Sem controle. Não há escapatória para a humanidade. Apenas a experiência de confrontar a realidade, tal como ela é, pode lhe proporcionar uma chance. Pois, antes de tudo, é a dor da existência que nos permite diferenciar os fortes dos covardes. A mesma dor que permite, na individualidade de cada ser, saber se conseguiremos nos exultar, ultrapassando a nós mesmos.

Tudo isso (e muito mais!) é realizado de forma magistral, dado o zelo técnico do diretor e as brilhantes atuações do (para mim, subestimado pela indústria) James McAvoy - que consegue transformar cada detalhe de sua atuação em um ponto-chave para o entendimento de cada personalidade - e da magnífica Anya Taylor-Joy, que provou que sua excelente atuação em "A Bruxa" não foi apenas resultado do acaso.

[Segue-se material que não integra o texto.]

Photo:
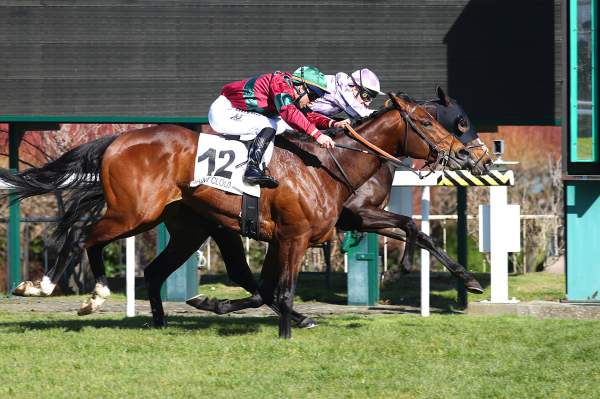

Shyamalan acerta e mostra - mais uma vez! -  que ainda pode nos proporcionar um filme fantástico, tenso e profundo. A escolha de não forçar a aparição de todas as personalidades de Kevin é - para mim - um grande acerto, pois dá um enfoque maior ao desenvolvimento do enredo. Apesar de alguns escorregões no roteiro, a obra não é comprometida. Grande filme!
_____________________________________________________________________________

Curiosidade desnecessária: há uma cena em que há um casaco em cima de uma tábua de passar fechada, recostada na parede. Talvez eu esteja ficando louco ou o curso de História já tenha afetado meu cérebro, mas a construção da figura formada por estes objetos me pareceu simbolizar Anúbis (deus dos mortos, no Antigo Egito).